All of that describes me very well more than 40 years ago. About a frozen heart, Kafka said "A book must be an ice axe to break the sea frozen inside us." It was Kafka, especially his LETTER TO HIS FATHER, that started me on my journey of seeking a remedy for my emotional plight, I spent years disentangling it. A while after that, THE MEDITATIONS OF MARCUS AURELIUS was somewhat helpful in clarifying my thoughts, and off and on I found Seneca's MORAL EPISTLES, but still not deep enough.
Ultimately the answer is truth that lies outside the self. The labyrinth of self is never ending, we need an external focus, a true external focus, not a mythological one. Unlike Baron von Munchausen, we cannot lift ourselves out of the quagmire of self by grabbing the hair of our head and pulling.
Reading Borges led me to this quote from Thomas Browne in THE RELIGIO MEDICI: It reads:
"There is surely a piece of divinity in us; something that was before the elements, and owes no homage unto the sun. Nature tells me, I am the image of God, as well as Scripture. He that understands not thus much hath not his introduction or first lesson, and is yet to begin the alphabet of man (Part II, Section 11)."

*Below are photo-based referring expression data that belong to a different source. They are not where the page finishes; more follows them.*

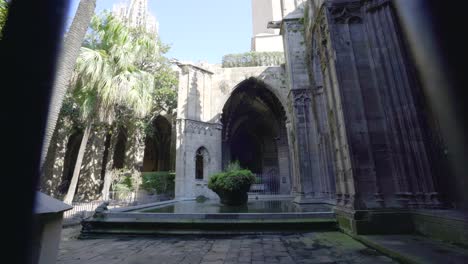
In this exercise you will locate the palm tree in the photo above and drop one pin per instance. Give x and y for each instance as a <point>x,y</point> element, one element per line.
<point>107,76</point>
<point>71,50</point>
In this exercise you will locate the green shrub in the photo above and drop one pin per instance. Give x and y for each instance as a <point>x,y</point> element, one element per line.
<point>160,182</point>
<point>233,179</point>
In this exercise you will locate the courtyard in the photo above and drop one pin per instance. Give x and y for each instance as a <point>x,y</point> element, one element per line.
<point>315,247</point>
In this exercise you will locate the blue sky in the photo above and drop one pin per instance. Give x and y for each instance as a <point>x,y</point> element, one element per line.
<point>198,30</point>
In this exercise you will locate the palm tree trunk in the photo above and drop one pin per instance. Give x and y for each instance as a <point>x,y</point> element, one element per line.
<point>71,50</point>
<point>76,171</point>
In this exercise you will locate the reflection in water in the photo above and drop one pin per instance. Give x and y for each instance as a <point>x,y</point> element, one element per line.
<point>213,207</point>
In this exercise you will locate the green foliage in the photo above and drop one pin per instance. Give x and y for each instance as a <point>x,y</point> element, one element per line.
<point>121,74</point>
<point>124,180</point>
<point>161,182</point>
<point>3,14</point>
<point>252,59</point>
<point>233,179</point>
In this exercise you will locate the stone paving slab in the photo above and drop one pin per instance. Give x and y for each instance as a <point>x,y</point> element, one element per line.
<point>316,247</point>
<point>417,249</point>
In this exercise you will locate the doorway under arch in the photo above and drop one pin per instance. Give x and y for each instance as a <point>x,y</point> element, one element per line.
<point>254,133</point>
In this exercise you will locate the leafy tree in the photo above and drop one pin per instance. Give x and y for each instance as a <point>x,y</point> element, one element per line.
<point>110,74</point>
<point>71,49</point>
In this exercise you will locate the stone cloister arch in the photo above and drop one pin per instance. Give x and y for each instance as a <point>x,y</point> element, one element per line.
<point>157,155</point>
<point>254,133</point>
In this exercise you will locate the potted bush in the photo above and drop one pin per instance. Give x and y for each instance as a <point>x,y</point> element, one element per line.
<point>232,185</point>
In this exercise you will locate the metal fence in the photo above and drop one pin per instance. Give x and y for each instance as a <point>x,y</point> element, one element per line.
<point>267,183</point>
<point>83,210</point>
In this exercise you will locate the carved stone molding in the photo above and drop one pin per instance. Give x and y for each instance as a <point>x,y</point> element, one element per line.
<point>294,26</point>
<point>373,5</point>
<point>346,12</point>
<point>199,127</point>
<point>300,97</point>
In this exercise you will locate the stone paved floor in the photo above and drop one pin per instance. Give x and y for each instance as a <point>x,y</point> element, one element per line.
<point>317,247</point>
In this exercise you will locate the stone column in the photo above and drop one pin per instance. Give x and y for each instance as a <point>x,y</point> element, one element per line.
<point>381,157</point>
<point>303,124</point>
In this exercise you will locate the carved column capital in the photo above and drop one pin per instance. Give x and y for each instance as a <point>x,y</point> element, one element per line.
<point>348,12</point>
<point>300,96</point>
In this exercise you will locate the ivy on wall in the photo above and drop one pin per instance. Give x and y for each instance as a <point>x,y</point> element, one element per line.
<point>253,59</point>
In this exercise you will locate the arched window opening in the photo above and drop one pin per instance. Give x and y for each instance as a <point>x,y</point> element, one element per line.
<point>199,164</point>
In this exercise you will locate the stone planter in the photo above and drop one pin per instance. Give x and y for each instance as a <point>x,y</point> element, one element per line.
<point>238,197</point>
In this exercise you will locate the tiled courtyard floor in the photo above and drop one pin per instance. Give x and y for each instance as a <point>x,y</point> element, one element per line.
<point>316,247</point>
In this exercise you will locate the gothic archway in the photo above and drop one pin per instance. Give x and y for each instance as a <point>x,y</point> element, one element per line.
<point>254,133</point>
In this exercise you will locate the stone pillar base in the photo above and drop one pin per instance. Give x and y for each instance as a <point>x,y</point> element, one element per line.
<point>366,222</point>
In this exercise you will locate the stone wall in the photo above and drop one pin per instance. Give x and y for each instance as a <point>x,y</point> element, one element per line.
<point>203,93</point>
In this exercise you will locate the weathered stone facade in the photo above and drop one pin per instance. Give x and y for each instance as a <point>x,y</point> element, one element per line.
<point>203,93</point>
<point>356,125</point>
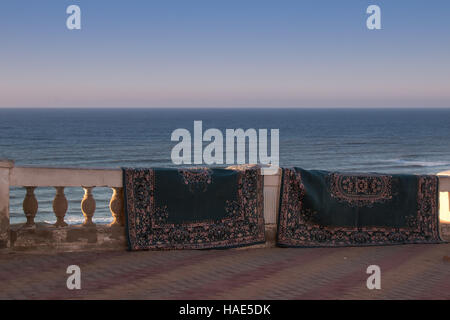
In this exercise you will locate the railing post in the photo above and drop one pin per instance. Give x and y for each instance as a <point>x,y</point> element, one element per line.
<point>5,168</point>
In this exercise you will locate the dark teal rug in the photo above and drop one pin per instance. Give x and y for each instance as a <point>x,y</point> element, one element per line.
<point>196,208</point>
<point>328,209</point>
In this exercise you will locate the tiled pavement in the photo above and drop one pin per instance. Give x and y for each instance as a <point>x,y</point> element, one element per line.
<point>407,272</point>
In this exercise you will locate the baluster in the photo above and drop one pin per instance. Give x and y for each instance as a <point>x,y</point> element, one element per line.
<point>30,207</point>
<point>116,207</point>
<point>88,206</point>
<point>60,206</point>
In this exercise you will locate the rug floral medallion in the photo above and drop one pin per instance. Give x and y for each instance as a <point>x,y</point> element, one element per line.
<point>195,208</point>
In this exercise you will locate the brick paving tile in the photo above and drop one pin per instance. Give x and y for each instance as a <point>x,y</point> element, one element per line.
<point>407,272</point>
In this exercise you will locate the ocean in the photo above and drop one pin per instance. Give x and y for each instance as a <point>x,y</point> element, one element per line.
<point>363,140</point>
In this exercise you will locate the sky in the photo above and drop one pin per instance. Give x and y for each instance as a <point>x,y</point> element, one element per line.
<point>224,53</point>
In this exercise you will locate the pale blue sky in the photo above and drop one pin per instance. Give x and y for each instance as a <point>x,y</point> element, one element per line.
<point>204,53</point>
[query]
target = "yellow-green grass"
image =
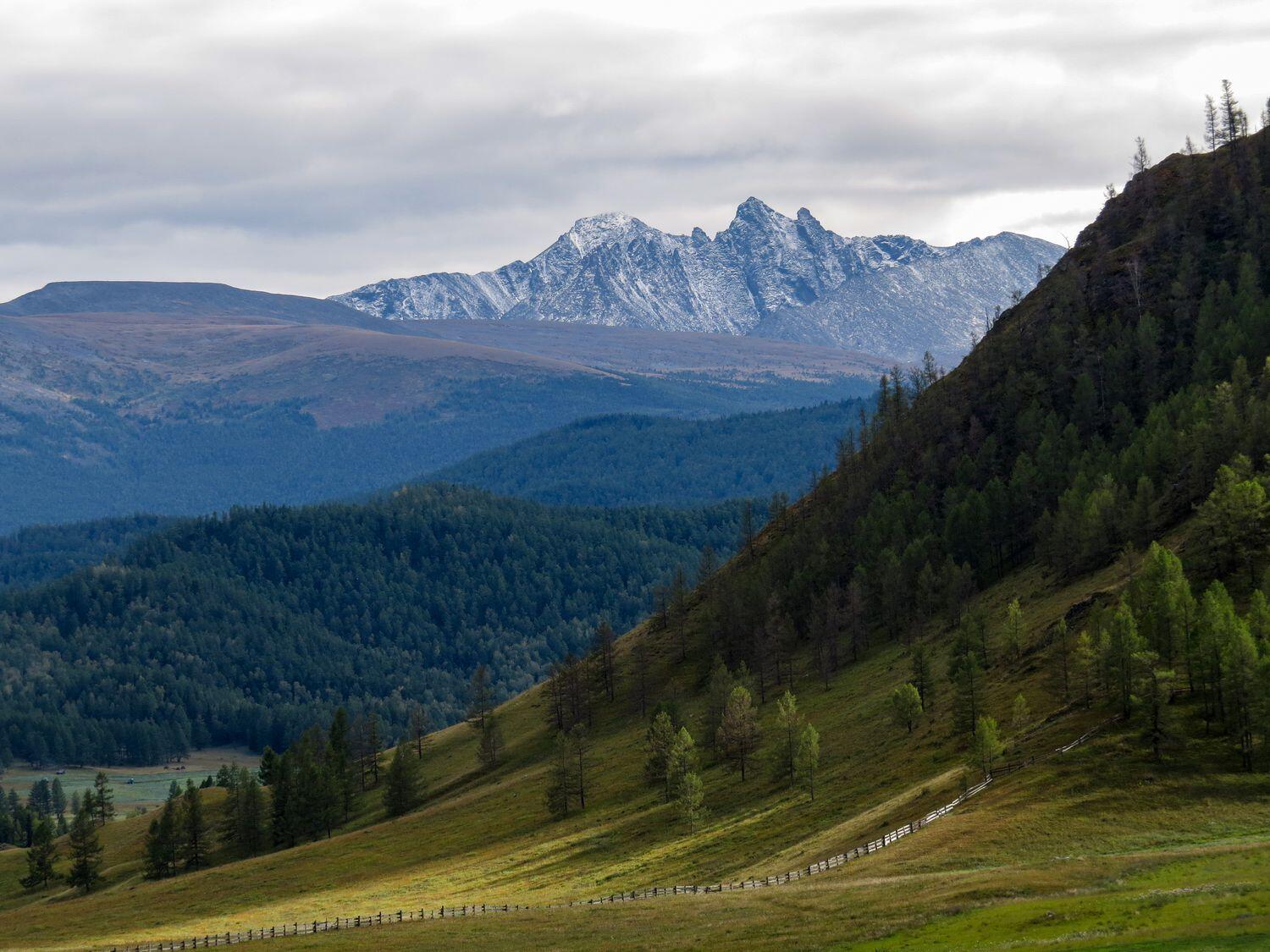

There is something in the human soul that biology and chemistry will never explain.
The ultimate answer and focal point is God - but who is God and where is he to be found? Christ said,
"Ask, and it shall be given you; seek, and ye shall find; knock, and it shall be opened unto you: For every one that asketh (asks) receiveth (receives); and he that seeketh (seeks) findeth (finds); and to him that knocketh (knowcks) it shall be opened."
But I do not recommend any church, many of them are nothing but trivial and boring social clubs. Also, some new translations of the Bibles paraphrase too freely and try to make things easier for the modern reader and so lack character and integrity, though the basic message is the same.